Meski masih dalam suasana pandemi Covid-19, tradisi yang baik di Bulan Ramadan jangan sampai dihilangkan. Salah satunya adalah berbagi takjil dan buka puasa untuk tetangga.

Sejak masih di rumah lama, sudah menjadi kebiasaan bagi kami tiap Ramadan, membagikan kue dan makanan pada tetangga, untuk hidangan berbuka. Kami ingin mendapatkan pahala puasa mereka tanpa mengurangi pahala mereka sedikit pun. Demikian kurang lebihnya, kata sebuah hadis yang saya dengar.

Bayangkan, jika memberikan satu saja takjil pada satu orang, kita mendapatkan dua pahala puasa. Pahala puasa kita dan pahala puasa orang lain. Bagaimana kalau ada sepuluh. Bagaimana kalau ada dua puluh. Alangkah beruntungnya kita. Oleh karena itu, kesempatan ini tak boleh kami sia-siakan.

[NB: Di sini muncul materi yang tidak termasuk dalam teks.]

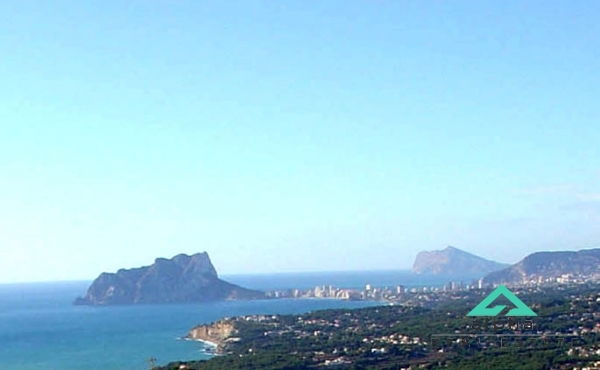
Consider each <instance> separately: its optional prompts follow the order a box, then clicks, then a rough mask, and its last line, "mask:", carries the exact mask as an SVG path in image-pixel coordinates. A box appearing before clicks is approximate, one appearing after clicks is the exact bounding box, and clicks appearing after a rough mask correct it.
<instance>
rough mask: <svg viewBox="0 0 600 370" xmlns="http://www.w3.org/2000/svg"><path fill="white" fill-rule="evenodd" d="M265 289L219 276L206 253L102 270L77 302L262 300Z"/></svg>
mask: <svg viewBox="0 0 600 370" xmlns="http://www.w3.org/2000/svg"><path fill="white" fill-rule="evenodd" d="M261 298H265V294H264V293H263V292H259V291H255V290H250V289H245V288H242V287H240V286H237V285H234V284H231V283H228V282H226V281H223V280H221V279H219V277H218V275H217V271H216V270H215V267H214V266H213V264H212V262H211V261H210V258H209V257H208V254H207V253H206V252H203V253H197V254H194V255H191V256H188V255H185V254H180V255H177V256H175V257H173V258H172V259H165V258H157V259H156V260H155V262H154V264H152V265H150V266H144V267H140V268H133V269H127V270H126V269H121V270H119V271H118V272H116V273H106V272H104V273H102V274H100V276H99V277H98V278H97V279H96V280H95V281H94V282H93V283H92V285H91V286H90V288H89V289H88V292H87V294H86V296H85V297H82V298H78V299H77V300H75V302H74V303H75V304H77V305H116V304H136V303H175V302H206V301H219V300H230V299H261Z"/></svg>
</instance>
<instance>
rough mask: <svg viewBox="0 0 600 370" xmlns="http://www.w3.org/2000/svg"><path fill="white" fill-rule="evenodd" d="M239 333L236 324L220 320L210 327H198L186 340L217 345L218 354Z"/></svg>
mask: <svg viewBox="0 0 600 370" xmlns="http://www.w3.org/2000/svg"><path fill="white" fill-rule="evenodd" d="M236 333H237V330H236V329H235V324H234V323H233V322H231V321H229V320H220V321H217V322H214V323H211V324H208V325H198V326H196V327H195V328H193V329H192V330H190V331H189V332H188V334H187V335H186V336H185V339H193V340H202V341H207V342H212V343H214V344H216V345H217V352H222V351H223V350H224V349H225V346H226V344H227V341H228V340H230V339H233V336H234V335H235V334H236Z"/></svg>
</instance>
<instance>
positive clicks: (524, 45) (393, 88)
mask: <svg viewBox="0 0 600 370" xmlns="http://www.w3.org/2000/svg"><path fill="white" fill-rule="evenodd" d="M0 14H1V15H2V17H1V18H2V21H1V22H0V50H1V51H2V52H1V53H2V56H1V57H0V251H1V257H2V258H1V260H0V282H19V281H46V280H73V279H92V278H94V277H96V276H97V275H98V274H99V273H100V272H102V271H115V270H117V269H119V268H121V267H136V266H141V265H147V264H150V263H152V262H153V260H154V258H156V257H172V256H174V255H176V254H178V253H195V252H201V251H207V252H208V253H209V255H210V256H211V258H212V260H213V263H214V264H215V266H216V268H217V270H218V271H219V272H220V273H222V274H235V273H255V272H256V273H261V272H265V273H267V272H279V271H281V272H292V271H321V270H368V269H406V268H410V267H411V266H412V263H413V260H414V257H415V256H416V254H417V253H418V252H419V251H421V250H432V249H442V248H444V247H445V246H446V245H453V246H455V247H458V248H461V249H464V250H467V251H469V252H473V253H476V254H479V255H481V256H484V257H486V258H490V259H495V260H498V261H501V262H509V263H514V262H517V261H518V260H519V259H521V258H522V257H524V256H525V255H526V254H528V253H531V252H533V251H538V250H566V249H582V248H589V247H600V228H599V227H598V224H599V223H600V156H599V151H598V147H599V145H600V22H598V20H599V19H600V3H598V2H595V1H577V2H574V1H547V0H544V1H527V2H524V1H502V2H500V1H429V2H423V1H385V0H365V1H359V0H356V1H347V0H339V1H234V0H229V1H221V0H215V1H197V0H193V1H192V0H190V1H141V0H140V1H120V0H111V1H107V0H102V1H99V0H98V1H92V0H89V1H75V0H72V1H61V0H57V1H42V0H39V1H3V2H0Z"/></svg>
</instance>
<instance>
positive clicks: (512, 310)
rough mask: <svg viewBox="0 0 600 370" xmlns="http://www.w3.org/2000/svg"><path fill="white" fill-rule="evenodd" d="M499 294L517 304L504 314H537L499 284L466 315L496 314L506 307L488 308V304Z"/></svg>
mask: <svg viewBox="0 0 600 370" xmlns="http://www.w3.org/2000/svg"><path fill="white" fill-rule="evenodd" d="M501 295H503V296H504V297H506V298H507V299H508V300H509V301H510V302H511V303H512V304H514V305H515V306H517V307H515V308H513V309H512V310H510V311H508V313H507V314H506V316H537V314H536V313H535V312H533V311H532V310H531V308H529V307H527V305H526V304H525V303H523V301H521V300H520V299H519V298H518V297H517V296H516V295H514V294H513V292H511V291H510V290H508V288H507V287H505V286H504V285H499V286H498V288H496V289H494V291H493V292H491V293H490V294H489V295H488V296H487V297H485V299H484V300H483V301H481V302H480V303H479V304H478V305H477V306H475V308H473V309H472V310H471V312H469V313H468V314H467V316H496V315H498V314H499V313H500V312H502V310H503V309H504V308H506V306H505V305H498V306H494V307H491V308H488V306H489V305H490V304H492V303H493V302H494V301H495V300H496V298H498V297H500V296H501Z"/></svg>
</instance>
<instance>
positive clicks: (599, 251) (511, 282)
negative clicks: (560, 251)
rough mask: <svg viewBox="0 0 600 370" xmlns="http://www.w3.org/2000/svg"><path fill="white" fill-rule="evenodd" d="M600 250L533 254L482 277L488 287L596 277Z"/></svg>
mask: <svg viewBox="0 0 600 370" xmlns="http://www.w3.org/2000/svg"><path fill="white" fill-rule="evenodd" d="M599 265H600V248H596V249H584V250H580V251H572V252H570V251H568V252H567V251H561V252H537V253H533V254H530V255H528V256H527V257H525V258H524V259H523V260H521V261H519V262H518V263H516V264H514V265H513V266H510V267H508V268H506V269H503V270H500V271H496V272H492V273H490V274H488V275H486V276H485V278H484V279H483V280H484V282H486V283H489V284H496V283H497V284H515V283H523V282H526V281H530V280H532V279H538V278H542V279H547V278H555V277H559V276H561V275H564V274H572V275H591V274H594V273H600V267H599Z"/></svg>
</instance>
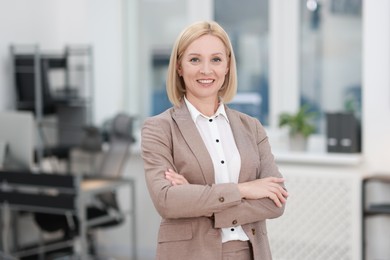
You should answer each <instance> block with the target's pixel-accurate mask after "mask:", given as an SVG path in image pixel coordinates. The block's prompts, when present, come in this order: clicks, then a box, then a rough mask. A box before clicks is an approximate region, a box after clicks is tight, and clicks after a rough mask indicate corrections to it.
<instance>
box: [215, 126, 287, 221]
mask: <svg viewBox="0 0 390 260" xmlns="http://www.w3.org/2000/svg"><path fill="white" fill-rule="evenodd" d="M254 125H255V127H254V129H255V131H252V133H253V135H254V136H253V140H256V145H257V152H258V159H259V160H260V169H259V173H260V174H259V175H258V176H257V178H265V177H269V176H274V177H282V175H281V173H280V172H279V169H278V167H277V165H276V163H275V160H274V156H273V154H272V152H271V147H270V144H269V140H268V137H267V135H266V132H265V130H264V127H263V126H262V125H261V124H260V122H259V121H257V120H255V124H254ZM282 186H283V188H285V186H284V184H283V185H282ZM284 209H285V205H283V206H282V207H281V208H279V207H277V206H276V205H275V203H274V202H273V201H272V200H270V199H269V198H262V199H258V200H247V199H243V200H242V201H241V203H240V204H238V205H235V206H233V207H230V208H227V209H225V210H223V211H221V212H218V213H215V214H214V220H215V221H214V227H216V228H224V227H230V226H232V223H236V224H237V225H244V224H248V223H254V222H257V221H262V220H265V219H272V218H277V217H279V216H281V215H282V214H283V212H284Z"/></svg>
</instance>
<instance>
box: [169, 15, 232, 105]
mask: <svg viewBox="0 0 390 260" xmlns="http://www.w3.org/2000/svg"><path fill="white" fill-rule="evenodd" d="M206 34H209V35H213V36H216V37H218V38H219V39H220V40H221V41H222V42H223V44H224V45H225V48H226V53H227V56H228V59H229V65H228V66H229V70H228V73H227V74H226V76H225V81H224V83H223V85H222V87H221V89H220V90H219V96H220V97H221V98H222V100H223V102H225V103H228V102H229V101H231V100H232V99H233V97H234V96H235V95H236V92H237V69H236V59H235V57H234V52H233V47H232V44H231V42H230V39H229V36H228V35H227V33H226V32H225V30H224V29H223V28H222V27H221V26H220V25H219V24H218V23H216V22H214V21H210V22H208V21H200V22H196V23H193V24H191V25H189V26H188V27H187V28H185V29H184V30H183V31H182V32H181V34H180V35H179V37H178V38H177V39H176V42H175V44H174V46H173V49H172V53H171V57H170V61H169V67H168V75H167V81H166V88H167V95H168V98H169V101H170V102H171V103H172V104H173V105H175V106H179V105H180V103H181V101H182V99H183V97H184V95H185V93H186V88H185V84H184V81H183V78H181V77H180V76H179V74H178V72H177V68H178V64H180V63H181V59H182V56H183V53H184V52H185V50H186V49H187V47H188V46H189V45H190V44H191V43H192V42H193V41H195V40H196V39H198V38H200V37H201V36H203V35H206Z"/></svg>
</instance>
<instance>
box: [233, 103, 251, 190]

Saya, istri, dan Safa sudah merancangnya. Nasi kotak sudah dipesan. Kue juga sudah dipesan. Hari-H datang. Safa ikut membagikannya pada tetangga sekitar. Dia sangat senang. Tidak lupa tetap mengenakan masker. Kesempatan buatnya bertemu dengan teman-teman sepermainan. Sejak pandemi Covid-19, mereka sudah tak bisa leluasa lagi bermain seperti sebelumnya. Sama-sama menjaga dan menerapkan physical distancing.
Safa bertemu teman sepermainan
Saya sendiri tidak bisa ikut antar-antar, karena harus mengirim pesanan buku beberapa pelanggan. Cukup memantau dari jauh. Hehe. Alhamdulillah, tersampaikan semua dengan lancar. Dapat bonus dua kotak, sehingga kami jadikan santap buka puasa bersama di rumah.

Plus istri dapat durian juga. Ternyata beli dari tetangga sebelah yang jualan durian. Pas malam hari memang wanginya semerbak tercium sampai rumah kami. Rasanya manis, harganya murah. Ada lagi es cincau dan kue-kue seperti roti dan pastel. Alhamdulillah, biasanya menu buka puasa kami tak sebanyak ini.

“Berkah bagi-bagi,” kata Safa. MasyaAllah. Rezeki dunia dapat, rezeki akhirat berupa pahala juga dapat insyaAllah. Sungguh kesenangan yang berlipat. Belum lagi, kebahagiaan yang kami rasakan dengan berbagi itu.

Ketika belum masa pandemi seperti sekarang, di rumah lama dulu, kami bahkan dapat jadwal berbagi takjil di masjid setiap minggu. Biasanya, kami tinggal pesan menunya ke teman dan langsung kami antar ke masjid. Tetapi sekali-kali juga bikin sendiri. Meski agak rempong, namun seru dan berkesan. Apalagi kalau ternyata kue dan minumannya enak banget. Lalu jamaah ifthar mengapresiasinya, sungguh bikin berlipat kebahagiaan yang kami rasakan.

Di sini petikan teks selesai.